Pengesahan hukum terkait plagiarisme di kalangan UIN Sunan Kalijaga harus dilakukan oleh pihak Kampus, cepat atau lambat, dan bagaimanapun caranya, sebagaimana diungkapkan T.Rahmanyani. Karena bagi ia kampus yang baik adalah menjaga kelastarian dari kotoran plagiarisme. “Sebagai anak Pers Mahasiswa tulisan pribadi adalah harta yang tidak ternilai harganya,” ungkapreporter LPM Al-fath (TH) tersbut.
Padahal Undang-undang 19 tahun 2002 tentang hak cipta, sebagaimana undang-undang yang mengatur tersebut plagiat merupakan tindakan pidana. Secara tegas pasal 72 ayat (1) berbunyi.Barangsiapa dengan sengaja dan tanpa hak melakukan perbuatan sebagaimana dimaksud dalam Pasal 2 ayat (1) atau Pasal 49 ayat (1) dan ayat (2) dipidana dengan pidana penjara masing-masing paling singkat 1 (satu) bulan dan/atau denda paling sedikit Rp 1.000.000,00 (satu juta rupiah), atau pidana penjara paling lama 7 (tujuh) tahun dan/atau denda paling banyak Rp 5.000.000.000,00 (lima miliar rupiah)”.
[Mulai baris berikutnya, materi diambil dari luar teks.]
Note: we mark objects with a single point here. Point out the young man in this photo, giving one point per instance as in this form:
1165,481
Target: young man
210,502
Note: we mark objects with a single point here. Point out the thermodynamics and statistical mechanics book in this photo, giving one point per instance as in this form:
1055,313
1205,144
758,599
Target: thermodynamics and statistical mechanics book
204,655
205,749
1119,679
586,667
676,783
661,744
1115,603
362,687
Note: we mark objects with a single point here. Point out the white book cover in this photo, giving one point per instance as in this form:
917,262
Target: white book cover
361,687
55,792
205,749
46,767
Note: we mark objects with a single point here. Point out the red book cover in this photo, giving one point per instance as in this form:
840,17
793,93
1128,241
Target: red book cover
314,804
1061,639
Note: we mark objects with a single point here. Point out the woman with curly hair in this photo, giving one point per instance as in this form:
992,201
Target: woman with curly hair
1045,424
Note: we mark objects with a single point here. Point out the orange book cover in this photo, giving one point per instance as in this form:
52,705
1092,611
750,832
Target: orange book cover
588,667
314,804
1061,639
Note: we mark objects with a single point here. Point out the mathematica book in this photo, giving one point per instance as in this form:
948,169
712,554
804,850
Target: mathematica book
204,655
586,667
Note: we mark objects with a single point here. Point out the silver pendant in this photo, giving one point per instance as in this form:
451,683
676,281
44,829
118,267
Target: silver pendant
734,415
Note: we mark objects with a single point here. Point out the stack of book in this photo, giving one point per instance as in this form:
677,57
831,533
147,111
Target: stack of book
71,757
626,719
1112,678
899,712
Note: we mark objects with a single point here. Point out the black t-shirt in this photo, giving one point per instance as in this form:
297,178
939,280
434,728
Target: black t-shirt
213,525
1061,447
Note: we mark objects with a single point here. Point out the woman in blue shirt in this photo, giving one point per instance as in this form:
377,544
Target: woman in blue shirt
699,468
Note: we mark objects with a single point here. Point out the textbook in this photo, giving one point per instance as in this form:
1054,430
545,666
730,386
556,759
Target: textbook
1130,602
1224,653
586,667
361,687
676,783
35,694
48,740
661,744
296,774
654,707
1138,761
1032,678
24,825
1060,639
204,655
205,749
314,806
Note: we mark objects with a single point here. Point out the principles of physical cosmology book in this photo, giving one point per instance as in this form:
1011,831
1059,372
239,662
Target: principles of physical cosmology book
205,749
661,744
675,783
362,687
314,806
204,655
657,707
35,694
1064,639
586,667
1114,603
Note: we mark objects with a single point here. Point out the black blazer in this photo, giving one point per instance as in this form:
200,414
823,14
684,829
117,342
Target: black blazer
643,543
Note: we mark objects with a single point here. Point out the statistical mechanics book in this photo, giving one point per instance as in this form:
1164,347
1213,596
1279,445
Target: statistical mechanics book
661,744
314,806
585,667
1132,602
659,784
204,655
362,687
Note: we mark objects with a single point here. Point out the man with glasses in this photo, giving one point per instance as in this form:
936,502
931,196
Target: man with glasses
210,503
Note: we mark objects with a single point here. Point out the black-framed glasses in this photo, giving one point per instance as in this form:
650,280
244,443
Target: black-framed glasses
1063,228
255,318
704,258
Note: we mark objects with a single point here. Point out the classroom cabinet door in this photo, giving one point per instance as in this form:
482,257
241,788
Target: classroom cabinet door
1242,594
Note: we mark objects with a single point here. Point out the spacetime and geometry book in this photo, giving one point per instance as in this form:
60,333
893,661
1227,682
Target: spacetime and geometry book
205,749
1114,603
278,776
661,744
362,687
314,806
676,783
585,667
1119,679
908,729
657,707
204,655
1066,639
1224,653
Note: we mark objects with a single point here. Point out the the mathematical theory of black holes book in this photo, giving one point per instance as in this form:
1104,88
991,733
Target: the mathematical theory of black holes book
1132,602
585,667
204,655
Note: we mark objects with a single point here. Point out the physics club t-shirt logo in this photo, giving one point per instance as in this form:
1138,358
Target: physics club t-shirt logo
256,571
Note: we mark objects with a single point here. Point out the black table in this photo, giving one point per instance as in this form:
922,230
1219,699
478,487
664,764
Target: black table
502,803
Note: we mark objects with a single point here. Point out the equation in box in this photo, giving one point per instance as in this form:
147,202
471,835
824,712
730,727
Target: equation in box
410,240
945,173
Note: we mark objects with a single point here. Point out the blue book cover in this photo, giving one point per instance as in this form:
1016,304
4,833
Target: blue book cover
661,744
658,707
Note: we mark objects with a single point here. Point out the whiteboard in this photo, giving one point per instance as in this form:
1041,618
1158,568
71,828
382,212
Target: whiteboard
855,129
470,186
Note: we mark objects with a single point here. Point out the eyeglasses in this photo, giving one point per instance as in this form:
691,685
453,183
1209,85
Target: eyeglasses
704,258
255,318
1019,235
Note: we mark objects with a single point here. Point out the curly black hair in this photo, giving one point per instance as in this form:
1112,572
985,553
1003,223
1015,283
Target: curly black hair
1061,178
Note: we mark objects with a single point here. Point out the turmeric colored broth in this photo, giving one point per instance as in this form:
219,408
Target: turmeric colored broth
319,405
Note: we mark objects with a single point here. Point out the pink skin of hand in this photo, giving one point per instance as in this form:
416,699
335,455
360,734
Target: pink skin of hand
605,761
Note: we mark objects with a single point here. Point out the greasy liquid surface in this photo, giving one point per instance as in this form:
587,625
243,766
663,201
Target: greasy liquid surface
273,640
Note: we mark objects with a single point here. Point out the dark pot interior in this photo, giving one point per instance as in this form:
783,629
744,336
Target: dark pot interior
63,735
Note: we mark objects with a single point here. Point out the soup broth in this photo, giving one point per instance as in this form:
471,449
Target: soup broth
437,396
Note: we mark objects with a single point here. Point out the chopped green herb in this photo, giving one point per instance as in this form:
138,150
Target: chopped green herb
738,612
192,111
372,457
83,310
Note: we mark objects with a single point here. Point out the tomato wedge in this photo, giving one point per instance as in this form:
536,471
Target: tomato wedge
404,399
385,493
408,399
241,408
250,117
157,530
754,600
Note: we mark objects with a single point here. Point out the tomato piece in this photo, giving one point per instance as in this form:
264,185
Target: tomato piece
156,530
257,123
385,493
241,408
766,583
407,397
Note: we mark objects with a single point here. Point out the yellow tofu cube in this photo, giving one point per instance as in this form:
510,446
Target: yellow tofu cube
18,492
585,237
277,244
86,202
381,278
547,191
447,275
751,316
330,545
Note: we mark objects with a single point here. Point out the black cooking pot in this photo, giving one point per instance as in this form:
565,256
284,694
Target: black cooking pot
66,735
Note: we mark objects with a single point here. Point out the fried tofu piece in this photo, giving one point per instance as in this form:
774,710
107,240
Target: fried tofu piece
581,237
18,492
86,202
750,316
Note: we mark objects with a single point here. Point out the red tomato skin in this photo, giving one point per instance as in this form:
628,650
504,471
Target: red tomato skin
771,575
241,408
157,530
Ia membantah jika pihak rektorat tidak memberikan alokasi dana dalam pembentukan lembaga hukum plagiarisme. Baginya secara tidak langsung UINSunan Kalijaga membiarkan plagiarisme dalam kampus terus mengakar dan menjamur. Hingga tidak bisa dikatakan kampus yang ekslusif.
Korbanpun berjatuhan. Salah satunya Ibu Inaya, Dosen Fakultas Ushuluddin yang mana tulisanya diplagiat oleh dosen Tarbiyah (B) hanya demi kepentingan pangkat golongan Dosen. “Memang pangkat selelu menghalakan segalah cara, salah satunya adalah mencuri tulisan orang,” ungkap Robby H. Abror pada ARENA diruang munaghasah di Fakultas Ushuluddin.
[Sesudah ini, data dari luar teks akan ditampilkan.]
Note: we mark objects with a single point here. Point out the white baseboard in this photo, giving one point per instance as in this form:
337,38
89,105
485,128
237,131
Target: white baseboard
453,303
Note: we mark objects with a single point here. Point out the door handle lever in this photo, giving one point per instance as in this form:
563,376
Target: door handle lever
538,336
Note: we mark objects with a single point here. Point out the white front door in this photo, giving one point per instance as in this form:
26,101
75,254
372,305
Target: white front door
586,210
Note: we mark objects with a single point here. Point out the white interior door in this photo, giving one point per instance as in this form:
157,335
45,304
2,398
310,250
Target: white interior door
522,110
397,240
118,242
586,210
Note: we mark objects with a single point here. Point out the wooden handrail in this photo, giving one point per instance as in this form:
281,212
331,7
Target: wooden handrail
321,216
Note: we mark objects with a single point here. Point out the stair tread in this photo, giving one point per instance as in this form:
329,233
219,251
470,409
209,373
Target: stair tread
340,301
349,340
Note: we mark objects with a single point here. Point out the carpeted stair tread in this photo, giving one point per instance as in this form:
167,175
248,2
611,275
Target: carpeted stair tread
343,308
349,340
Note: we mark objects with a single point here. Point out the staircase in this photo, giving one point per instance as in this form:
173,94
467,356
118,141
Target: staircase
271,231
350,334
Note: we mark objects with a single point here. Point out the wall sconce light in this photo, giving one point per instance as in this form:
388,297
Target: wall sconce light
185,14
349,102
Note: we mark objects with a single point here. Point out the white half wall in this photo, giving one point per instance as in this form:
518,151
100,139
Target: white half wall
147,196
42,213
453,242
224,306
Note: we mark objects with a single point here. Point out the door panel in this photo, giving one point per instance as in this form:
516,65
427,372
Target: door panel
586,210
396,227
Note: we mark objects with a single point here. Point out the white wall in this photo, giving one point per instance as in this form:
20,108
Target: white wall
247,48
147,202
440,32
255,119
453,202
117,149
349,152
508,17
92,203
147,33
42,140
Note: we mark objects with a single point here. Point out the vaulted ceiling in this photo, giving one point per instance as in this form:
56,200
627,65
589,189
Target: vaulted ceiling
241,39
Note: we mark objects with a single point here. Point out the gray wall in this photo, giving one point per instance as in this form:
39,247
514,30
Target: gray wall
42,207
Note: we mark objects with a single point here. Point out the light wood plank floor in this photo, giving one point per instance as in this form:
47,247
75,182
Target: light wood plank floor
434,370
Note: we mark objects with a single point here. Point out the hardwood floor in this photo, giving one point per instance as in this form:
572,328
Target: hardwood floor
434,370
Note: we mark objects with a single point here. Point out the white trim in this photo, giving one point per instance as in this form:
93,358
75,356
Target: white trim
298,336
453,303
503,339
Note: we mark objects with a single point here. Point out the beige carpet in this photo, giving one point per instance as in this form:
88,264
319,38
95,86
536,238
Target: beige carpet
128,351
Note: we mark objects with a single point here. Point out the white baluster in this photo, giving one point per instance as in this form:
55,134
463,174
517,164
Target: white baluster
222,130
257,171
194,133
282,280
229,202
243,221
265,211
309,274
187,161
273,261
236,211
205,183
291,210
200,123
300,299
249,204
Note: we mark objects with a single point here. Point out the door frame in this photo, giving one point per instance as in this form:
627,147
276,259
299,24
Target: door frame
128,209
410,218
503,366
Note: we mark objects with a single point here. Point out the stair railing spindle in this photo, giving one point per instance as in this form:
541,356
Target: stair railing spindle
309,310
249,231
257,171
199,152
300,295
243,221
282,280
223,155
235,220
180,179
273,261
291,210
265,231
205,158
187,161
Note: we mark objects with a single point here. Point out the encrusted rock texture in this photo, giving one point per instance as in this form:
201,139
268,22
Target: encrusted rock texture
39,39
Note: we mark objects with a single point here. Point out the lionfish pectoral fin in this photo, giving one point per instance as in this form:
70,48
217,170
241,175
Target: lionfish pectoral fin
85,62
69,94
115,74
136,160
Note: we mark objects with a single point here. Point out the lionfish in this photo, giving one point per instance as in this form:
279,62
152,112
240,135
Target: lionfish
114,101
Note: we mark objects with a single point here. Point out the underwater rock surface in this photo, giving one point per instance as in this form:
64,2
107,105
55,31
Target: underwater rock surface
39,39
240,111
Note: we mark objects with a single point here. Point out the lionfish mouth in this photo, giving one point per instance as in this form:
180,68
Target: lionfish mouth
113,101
“Yang lebih parahnya lagi ibu Inaya ditekan oleh pihak rektorat untuk memafkan kesalahan yang dilakukan dosen tarbiyah tersebut,” ungkapnya.
Adapun ibu inayah sendiri enggan komentar dan tidak mau ditemuhi oleh ARENA dengan alasan, sibuk dengan deadline kampus. Adapun pesan singkat yang dikirimkan kepada ARENA (10/14) berbunyi, “tidak mau ditemui bukan berarti tidak cinta UIN-Suka.” Ia berkomitmen kesibukannya merupakan kecintaanya pada UIN. Tapi ketika ada pembelaan yang benar mereka akan dijadikan musuh bersama, demi satu tujuan yakni popularitas akademik.
Dengan tulisan singkat ini saya mengharapkan ketegasan pada pihak birokrasi dengan menyatakan jika kampus memang anti dari praktek plagiasi. Dengan secepat mungkin membentuk tim khusus demi menciptakan anak bangsa yang berwawasan tinggi dan berakhlak pengerti. Saya memaparkan ini semua agar supaya UIN-Suka perpopularitas yang bersih.
Tentang Penulis: dilahirkan di pulau Garam Madura Sumenep, tepatnya di pulau Nirwana Indah, dimana tempat bersemanyamnya para dewa. Sekaligus cucu ideologis dari Saiyyid Yusuf Talango.